The structure of “The Three Bells” should be familiar to any listener of contemporary country music. A genre that prides itself on its simplicity is ambitious enough to tell an entire life story in under four minutes. It’s an approach that has created several classic singles like “Where’ve You Been” , “Time Marches On” and “How Can I Help You Say Goodbye.”
One of the most significant historical examples of this structure comes from The Browns, who had a massive crossover hit with their 1959 single “The Three Bells.” It’s a simple tale. The church bells ring three times throughout the course of Jimmy Brown’s life: on the day of his baptism, the day of his wedding, and the day of his funeral. The preacher has words of wisdom for each occasion, ones that would be familiar to any Christian churchgoer, Catholic or otherwise.

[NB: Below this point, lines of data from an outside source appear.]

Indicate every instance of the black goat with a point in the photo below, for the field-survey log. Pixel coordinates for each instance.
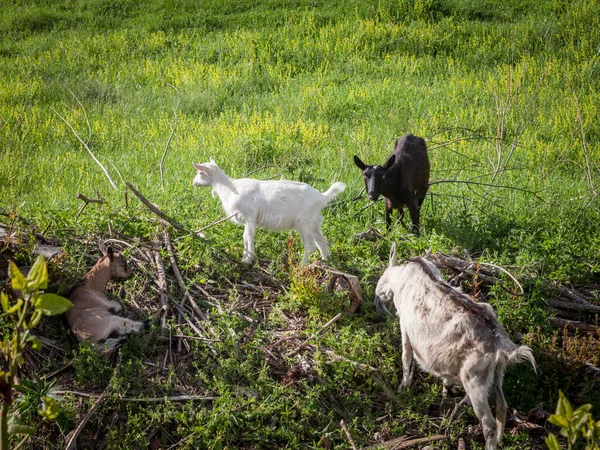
(403, 180)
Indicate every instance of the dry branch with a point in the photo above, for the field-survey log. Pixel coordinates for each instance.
(573, 326)
(478, 183)
(112, 183)
(348, 435)
(162, 286)
(407, 441)
(86, 201)
(162, 160)
(323, 328)
(179, 278)
(152, 207)
(590, 309)
(569, 294)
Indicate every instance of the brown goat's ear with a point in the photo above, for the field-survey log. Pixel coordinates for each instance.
(393, 257)
(390, 162)
(361, 165)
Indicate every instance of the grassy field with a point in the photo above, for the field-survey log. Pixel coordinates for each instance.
(505, 92)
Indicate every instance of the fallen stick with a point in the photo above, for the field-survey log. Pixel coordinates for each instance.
(579, 307)
(177, 273)
(162, 286)
(177, 398)
(405, 442)
(323, 328)
(162, 160)
(86, 201)
(152, 207)
(569, 294)
(72, 440)
(112, 183)
(573, 326)
(348, 435)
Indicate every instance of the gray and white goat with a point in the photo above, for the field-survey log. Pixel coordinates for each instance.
(451, 336)
(93, 317)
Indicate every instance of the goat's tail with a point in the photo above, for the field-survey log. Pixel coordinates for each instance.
(335, 190)
(520, 354)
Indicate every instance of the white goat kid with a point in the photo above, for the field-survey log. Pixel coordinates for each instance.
(451, 336)
(275, 205)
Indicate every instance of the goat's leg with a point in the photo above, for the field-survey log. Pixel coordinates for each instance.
(306, 236)
(321, 243)
(414, 211)
(501, 406)
(249, 232)
(115, 307)
(477, 391)
(407, 360)
(388, 214)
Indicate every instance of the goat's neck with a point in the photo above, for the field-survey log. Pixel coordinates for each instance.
(223, 186)
(98, 276)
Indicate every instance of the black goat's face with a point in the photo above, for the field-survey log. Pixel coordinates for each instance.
(373, 176)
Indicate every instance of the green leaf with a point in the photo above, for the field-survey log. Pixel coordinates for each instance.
(50, 409)
(563, 407)
(15, 428)
(4, 300)
(18, 280)
(38, 275)
(559, 421)
(52, 304)
(581, 417)
(36, 344)
(552, 442)
(16, 307)
(35, 319)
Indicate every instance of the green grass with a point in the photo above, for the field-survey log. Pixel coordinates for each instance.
(295, 89)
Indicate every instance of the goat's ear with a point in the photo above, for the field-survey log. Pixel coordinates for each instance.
(110, 253)
(393, 257)
(361, 165)
(390, 162)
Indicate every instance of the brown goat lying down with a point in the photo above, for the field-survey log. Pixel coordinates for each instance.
(451, 336)
(93, 317)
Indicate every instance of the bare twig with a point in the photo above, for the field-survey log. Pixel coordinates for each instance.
(177, 398)
(152, 207)
(112, 183)
(407, 441)
(177, 273)
(216, 222)
(590, 309)
(162, 286)
(73, 439)
(507, 273)
(348, 435)
(87, 200)
(573, 326)
(162, 160)
(71, 442)
(323, 328)
(488, 184)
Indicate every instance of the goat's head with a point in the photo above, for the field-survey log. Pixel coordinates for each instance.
(374, 175)
(205, 172)
(384, 295)
(117, 264)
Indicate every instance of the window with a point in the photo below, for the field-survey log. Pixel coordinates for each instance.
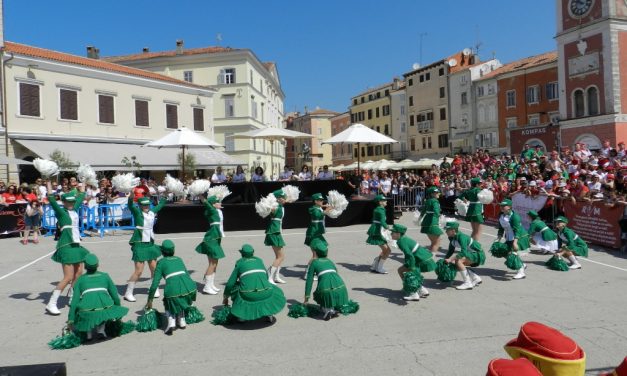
(68, 104)
(229, 105)
(533, 94)
(29, 100)
(171, 116)
(199, 119)
(106, 113)
(188, 76)
(141, 113)
(511, 98)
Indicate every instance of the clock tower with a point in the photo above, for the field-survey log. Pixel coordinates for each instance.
(592, 71)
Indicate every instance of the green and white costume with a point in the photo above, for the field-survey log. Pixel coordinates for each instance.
(143, 239)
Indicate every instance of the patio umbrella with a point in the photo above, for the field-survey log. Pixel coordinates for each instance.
(358, 134)
(183, 138)
(272, 134)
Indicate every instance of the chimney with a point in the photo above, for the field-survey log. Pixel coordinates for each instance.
(179, 46)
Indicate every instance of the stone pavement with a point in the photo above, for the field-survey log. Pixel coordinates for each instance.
(449, 333)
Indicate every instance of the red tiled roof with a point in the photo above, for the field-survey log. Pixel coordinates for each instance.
(22, 49)
(529, 62)
(151, 55)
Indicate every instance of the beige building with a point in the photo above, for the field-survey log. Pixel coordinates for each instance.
(96, 111)
(249, 94)
(372, 108)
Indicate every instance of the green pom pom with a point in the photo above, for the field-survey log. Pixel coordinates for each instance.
(149, 321)
(193, 315)
(349, 308)
(513, 261)
(499, 249)
(557, 263)
(412, 281)
(446, 272)
(222, 316)
(66, 341)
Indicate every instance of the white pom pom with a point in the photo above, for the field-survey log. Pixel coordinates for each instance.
(265, 206)
(291, 193)
(46, 167)
(199, 187)
(485, 196)
(220, 191)
(87, 175)
(337, 202)
(461, 207)
(175, 186)
(125, 182)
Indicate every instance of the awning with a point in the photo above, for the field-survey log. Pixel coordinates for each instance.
(108, 156)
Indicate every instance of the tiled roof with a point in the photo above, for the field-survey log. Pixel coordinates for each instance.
(22, 49)
(529, 62)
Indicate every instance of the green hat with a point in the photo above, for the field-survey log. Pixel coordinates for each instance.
(506, 202)
(561, 219)
(379, 198)
(91, 261)
(279, 193)
(167, 247)
(247, 251)
(320, 247)
(68, 197)
(399, 228)
(451, 225)
(317, 196)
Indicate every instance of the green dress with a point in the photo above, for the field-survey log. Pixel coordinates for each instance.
(330, 291)
(511, 226)
(316, 227)
(69, 249)
(415, 256)
(273, 231)
(475, 207)
(94, 302)
(142, 241)
(179, 293)
(379, 222)
(253, 296)
(430, 224)
(211, 244)
(572, 241)
(467, 248)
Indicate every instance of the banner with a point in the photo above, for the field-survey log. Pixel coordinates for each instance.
(595, 222)
(521, 204)
(11, 218)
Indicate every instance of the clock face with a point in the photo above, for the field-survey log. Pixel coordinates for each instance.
(579, 7)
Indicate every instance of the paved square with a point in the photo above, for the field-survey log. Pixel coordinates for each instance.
(450, 333)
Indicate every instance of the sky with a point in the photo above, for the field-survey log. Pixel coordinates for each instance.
(326, 51)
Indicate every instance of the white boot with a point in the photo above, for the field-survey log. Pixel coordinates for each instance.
(277, 275)
(476, 280)
(574, 263)
(181, 318)
(128, 295)
(271, 273)
(467, 285)
(423, 292)
(208, 289)
(51, 308)
(171, 323)
(412, 297)
(379, 268)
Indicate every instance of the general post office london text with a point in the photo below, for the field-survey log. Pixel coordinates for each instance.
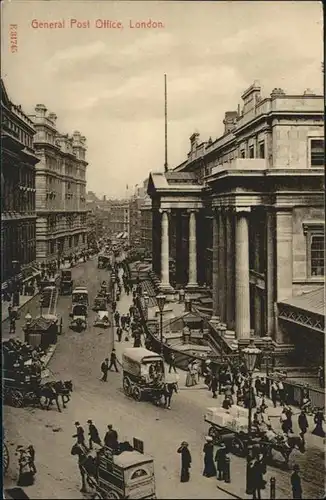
(97, 23)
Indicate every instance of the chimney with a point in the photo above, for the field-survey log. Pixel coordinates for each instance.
(230, 121)
(40, 110)
(52, 117)
(308, 92)
(277, 92)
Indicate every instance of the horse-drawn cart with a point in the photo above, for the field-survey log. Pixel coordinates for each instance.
(143, 374)
(122, 473)
(231, 428)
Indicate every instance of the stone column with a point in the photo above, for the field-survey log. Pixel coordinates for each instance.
(192, 282)
(221, 267)
(257, 298)
(229, 282)
(269, 280)
(165, 279)
(284, 256)
(215, 280)
(242, 300)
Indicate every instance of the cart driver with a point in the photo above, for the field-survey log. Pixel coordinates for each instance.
(270, 434)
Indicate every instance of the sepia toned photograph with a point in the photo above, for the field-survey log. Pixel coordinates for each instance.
(163, 249)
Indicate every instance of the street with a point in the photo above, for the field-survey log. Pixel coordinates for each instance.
(78, 357)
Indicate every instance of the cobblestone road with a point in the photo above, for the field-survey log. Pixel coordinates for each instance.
(78, 357)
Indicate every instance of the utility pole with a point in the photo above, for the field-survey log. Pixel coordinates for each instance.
(165, 125)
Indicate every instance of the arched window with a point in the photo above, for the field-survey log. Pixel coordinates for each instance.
(138, 473)
(317, 255)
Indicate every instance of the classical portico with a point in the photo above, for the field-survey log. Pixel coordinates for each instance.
(176, 203)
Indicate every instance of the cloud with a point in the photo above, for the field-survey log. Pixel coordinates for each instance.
(110, 85)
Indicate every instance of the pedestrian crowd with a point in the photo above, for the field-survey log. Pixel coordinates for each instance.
(110, 438)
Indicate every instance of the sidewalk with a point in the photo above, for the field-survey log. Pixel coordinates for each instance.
(201, 397)
(24, 299)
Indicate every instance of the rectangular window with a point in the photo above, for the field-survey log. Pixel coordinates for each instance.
(317, 255)
(317, 152)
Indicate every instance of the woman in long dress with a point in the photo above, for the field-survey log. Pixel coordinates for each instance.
(190, 377)
(209, 466)
(319, 419)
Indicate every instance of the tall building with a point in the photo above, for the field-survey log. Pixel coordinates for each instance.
(146, 224)
(98, 216)
(120, 217)
(60, 189)
(18, 218)
(245, 213)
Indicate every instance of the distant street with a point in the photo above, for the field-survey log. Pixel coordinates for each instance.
(78, 357)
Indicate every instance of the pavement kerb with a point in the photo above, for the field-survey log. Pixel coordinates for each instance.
(5, 316)
(225, 490)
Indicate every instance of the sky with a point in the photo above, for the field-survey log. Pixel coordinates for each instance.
(109, 83)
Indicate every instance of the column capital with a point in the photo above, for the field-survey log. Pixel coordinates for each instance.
(243, 210)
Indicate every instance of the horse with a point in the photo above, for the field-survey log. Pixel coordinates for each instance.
(87, 466)
(50, 394)
(63, 389)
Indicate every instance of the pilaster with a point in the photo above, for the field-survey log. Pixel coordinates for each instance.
(215, 280)
(242, 299)
(192, 283)
(230, 285)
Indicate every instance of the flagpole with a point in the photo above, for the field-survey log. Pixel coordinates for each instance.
(165, 125)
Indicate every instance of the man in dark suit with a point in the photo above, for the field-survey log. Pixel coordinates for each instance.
(93, 435)
(79, 434)
(111, 438)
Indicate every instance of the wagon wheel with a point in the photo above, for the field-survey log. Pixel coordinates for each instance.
(136, 392)
(113, 494)
(214, 433)
(17, 399)
(238, 447)
(7, 395)
(5, 458)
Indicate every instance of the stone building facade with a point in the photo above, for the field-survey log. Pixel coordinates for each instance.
(146, 224)
(245, 213)
(61, 228)
(18, 218)
(120, 217)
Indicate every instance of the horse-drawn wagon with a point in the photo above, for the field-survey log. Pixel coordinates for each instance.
(78, 317)
(102, 319)
(100, 303)
(66, 282)
(231, 428)
(122, 473)
(143, 374)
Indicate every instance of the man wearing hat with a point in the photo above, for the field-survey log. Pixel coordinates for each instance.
(79, 434)
(111, 438)
(209, 466)
(185, 461)
(93, 435)
(220, 456)
(296, 483)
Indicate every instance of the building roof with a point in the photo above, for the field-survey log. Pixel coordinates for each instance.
(130, 458)
(313, 302)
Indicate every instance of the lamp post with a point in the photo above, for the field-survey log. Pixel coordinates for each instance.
(250, 354)
(41, 307)
(161, 298)
(146, 302)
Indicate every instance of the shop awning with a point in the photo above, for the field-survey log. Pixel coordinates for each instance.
(306, 310)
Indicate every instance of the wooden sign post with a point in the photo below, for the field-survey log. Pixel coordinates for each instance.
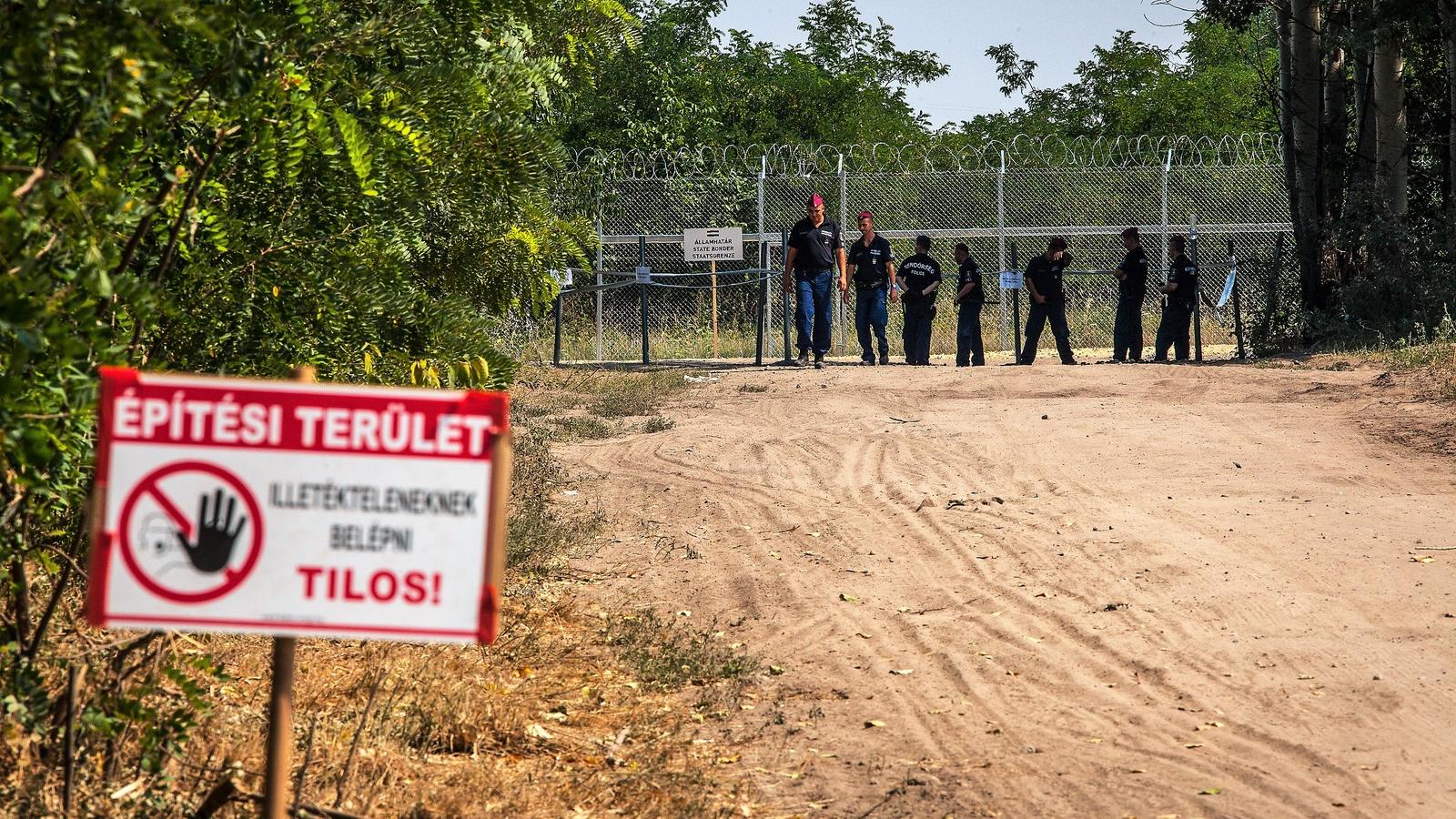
(296, 509)
(713, 245)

That the character shares the same name as lead singer Jim Ed Brown and takes place in a little country town might lead you to believe that this was a song of Nashville origin, but it actually began its life and its worldwide success in France as the story of Jean-François Nicot. Originally written in French, “Les Trois Cloches” was an international hit for Édith Piaf, the songstress that was recently immortalized in the film La Vie En Rose. The Browns, composed of siblings Jim Ed, Maxine, and Bonnie, had been performing the song since seeing it Les Campagnons de la Chanson performing an English-language version on the Ed Sullivan Show in 1952.
When they finally went into the studio to record it in 1959, The Browns thought they were at the end of their recording career. They had just told RCA that the family act was breaking up, despite having enjoyed moderate success since 1954 with eight top fifteen singles. What was intended as their swan song became their signature instead, catapulting them into nationwide fame. Not only did it spend 10 weeks at #1 on the country singles chart, it also topped the pop chart for four weeks and even reached #10 on the R&B chart.
“The Three Bells” came at a time when country music was enjoying its first major crossover success, topping the pop chart a few weeks after Johnny Horton (“The Battle of New Orleans”) and a few weeks before Marty Robbins (“El Paso.”) Robbins, Elvis Presley, Johnny Cash and The Everly Brothers dominated both the pop and country surveys, Guy Mitchell scored a #1 pop hit with his covers of “Heartaches By the Number”, and even two of the big pop stars of the day – Conway Twitty and Brenda Lee – would ultimately find their way to country music and make it their permanent home.
Meanwhile, The Browns would fare better on the pop chart with their next two singles, but continued to be a presence on country radio until the sisters retired. The man who sang lead on the definitive three act country song would have three acts to his own career. After The Browns came to an end, Jim Ed Brown launched a successful solo career, with his 1967 hit “Pop a Top” becoming a bona fide classic later resurrected by Alan Jackson. As the solo hits began to wind down, he reinvented himself as one half of a duo with Helen Cornelius. Their 1976 debut collaboration “I Don’t Want to Have to Marry You” took Brown to the top of the singles chart for the first time since “The Three Bells”, and earned them both the CMA award for Vocal Duo in 1977.
“The Three Bells” has crafted quite a legacy of its own, with versions released by everyone from Ray Charles, Alison Krauss, and Roy Orbison to Sha Na Na, Nana Mouskouri and Andy Williams. For modern country fans who haven’t encountered this classic yet, the structure will be instantly familiar.